Apple Creek, Ohio, is such a place.  It is especially beautiful in the fall.  The leaves of the Buckeye trees turn bright red and the green, spiked pods that hide the horse chestnuts split open and drop their beautiful brown seeds on the ground.  Children pile the leaves into forts and arm themselves with the shiny brown nuts against the trespasses of the kids from down the street.  Mornings come armed with the warning bite of winter yet to come and the air itself is alive with the promise of families gathered at festive tables and the wonder of frosty nights that delight the heart with cathedrals of starry splendor.  Soon the soft snow will blanket all living things in the quiet death of winter, but not yet, no not yet; for it is harvest time and the cycle of life is at its peak.
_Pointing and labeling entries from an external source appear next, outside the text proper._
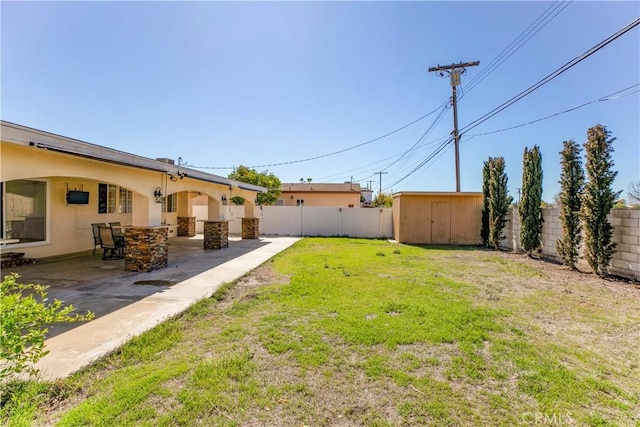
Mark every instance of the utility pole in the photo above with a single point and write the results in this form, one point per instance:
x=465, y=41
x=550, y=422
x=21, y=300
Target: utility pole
x=454, y=71
x=380, y=173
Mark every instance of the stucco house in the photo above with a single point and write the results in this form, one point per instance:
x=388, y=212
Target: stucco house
x=54, y=187
x=346, y=195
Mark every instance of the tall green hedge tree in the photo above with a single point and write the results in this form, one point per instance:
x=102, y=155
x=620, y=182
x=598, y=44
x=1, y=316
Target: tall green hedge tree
x=598, y=198
x=530, y=208
x=264, y=179
x=484, y=231
x=571, y=185
x=499, y=201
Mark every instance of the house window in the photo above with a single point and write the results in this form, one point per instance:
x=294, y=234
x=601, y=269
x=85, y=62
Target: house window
x=24, y=210
x=107, y=198
x=125, y=198
x=170, y=203
x=114, y=199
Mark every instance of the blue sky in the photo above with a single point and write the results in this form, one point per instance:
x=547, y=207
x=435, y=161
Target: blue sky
x=260, y=83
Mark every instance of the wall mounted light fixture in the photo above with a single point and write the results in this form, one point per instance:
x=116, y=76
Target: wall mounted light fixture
x=157, y=193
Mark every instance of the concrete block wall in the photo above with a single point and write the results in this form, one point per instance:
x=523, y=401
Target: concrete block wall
x=626, y=235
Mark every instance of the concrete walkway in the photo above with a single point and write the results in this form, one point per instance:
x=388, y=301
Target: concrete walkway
x=82, y=345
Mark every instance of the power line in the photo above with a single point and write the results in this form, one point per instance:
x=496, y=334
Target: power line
x=423, y=136
x=455, y=71
x=328, y=154
x=551, y=76
x=422, y=163
x=518, y=42
x=609, y=97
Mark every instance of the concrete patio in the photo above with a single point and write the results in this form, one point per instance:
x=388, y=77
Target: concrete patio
x=126, y=304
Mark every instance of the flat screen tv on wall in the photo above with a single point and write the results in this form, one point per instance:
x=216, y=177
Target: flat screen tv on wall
x=78, y=197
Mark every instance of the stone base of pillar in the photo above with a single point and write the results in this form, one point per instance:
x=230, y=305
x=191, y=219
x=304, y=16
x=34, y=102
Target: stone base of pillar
x=187, y=226
x=216, y=234
x=146, y=248
x=250, y=228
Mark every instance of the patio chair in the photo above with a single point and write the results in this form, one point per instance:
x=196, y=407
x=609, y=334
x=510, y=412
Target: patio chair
x=111, y=245
x=96, y=235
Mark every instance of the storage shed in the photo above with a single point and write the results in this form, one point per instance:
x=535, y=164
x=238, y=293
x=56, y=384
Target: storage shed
x=437, y=218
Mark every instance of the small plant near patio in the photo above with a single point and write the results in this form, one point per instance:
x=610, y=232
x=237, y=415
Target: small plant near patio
x=25, y=312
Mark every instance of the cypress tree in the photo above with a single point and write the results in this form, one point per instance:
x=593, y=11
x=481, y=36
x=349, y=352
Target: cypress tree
x=571, y=184
x=499, y=200
x=484, y=231
x=530, y=209
x=598, y=199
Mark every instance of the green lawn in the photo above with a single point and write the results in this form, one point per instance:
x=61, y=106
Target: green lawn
x=364, y=332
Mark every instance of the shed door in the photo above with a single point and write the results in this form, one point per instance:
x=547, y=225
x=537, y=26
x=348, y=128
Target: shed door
x=440, y=222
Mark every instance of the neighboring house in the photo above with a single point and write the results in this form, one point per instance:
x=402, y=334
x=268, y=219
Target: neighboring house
x=53, y=188
x=345, y=195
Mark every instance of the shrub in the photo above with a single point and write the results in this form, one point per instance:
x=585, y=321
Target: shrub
x=598, y=198
x=530, y=206
x=571, y=185
x=25, y=312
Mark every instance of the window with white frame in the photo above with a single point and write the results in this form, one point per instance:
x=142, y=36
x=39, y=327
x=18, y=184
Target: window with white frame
x=125, y=200
x=24, y=210
x=114, y=199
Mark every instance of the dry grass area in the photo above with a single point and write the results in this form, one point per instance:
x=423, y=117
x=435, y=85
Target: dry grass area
x=345, y=332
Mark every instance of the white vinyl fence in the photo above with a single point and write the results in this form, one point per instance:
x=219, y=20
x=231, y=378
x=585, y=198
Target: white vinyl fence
x=319, y=221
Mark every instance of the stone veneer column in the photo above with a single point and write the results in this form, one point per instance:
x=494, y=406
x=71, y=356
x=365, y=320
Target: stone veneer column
x=146, y=248
x=187, y=226
x=250, y=228
x=216, y=234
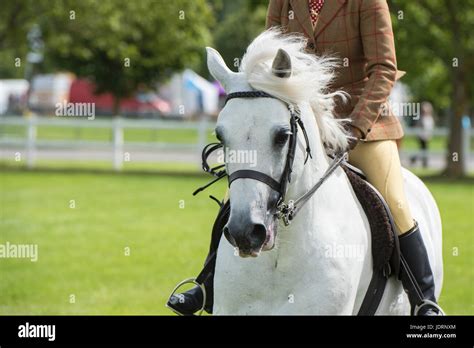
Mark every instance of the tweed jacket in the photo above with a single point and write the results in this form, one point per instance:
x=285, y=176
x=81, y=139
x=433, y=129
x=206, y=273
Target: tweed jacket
x=359, y=34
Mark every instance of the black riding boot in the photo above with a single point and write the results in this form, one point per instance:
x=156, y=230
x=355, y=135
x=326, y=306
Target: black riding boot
x=416, y=275
x=191, y=301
The fields surrounding the village are ripe and the air is heavy with the fecundity of the yearly progression come to its fullness.  Though the world changed greatly after World War II and the Korean War, Apple Creek remained much the same.  Even as the nation wandered into the disaster in Vietnam, the Amish community in Wayne County remained above the growing conflict and social revolution that would follow.  It was as though Apple Creek had been captured in a back-eddy of time and slowly drifted in a lovely continuity of days, while the main current of civilization rushed by into an unknown and frightening future.  The Amish in Apple Creek were connected to the land and the land was forever.  The fields stretched to the horizon and the days were like the fields; reaching back into the permanence of the past and extending forward into a future that they knew held the same tasks, the same demands, the same feasts and the same succession of birth, life, and death.  And yet they were not afraid of death, for they had their God and his promises, they had the land and the fruit of the harvest each year, and they had the children who were their inheritance and, at the same time, a down payment on the continuance of their lives.  And above everything, they had the simplicity of their way.  And it was enough… for some.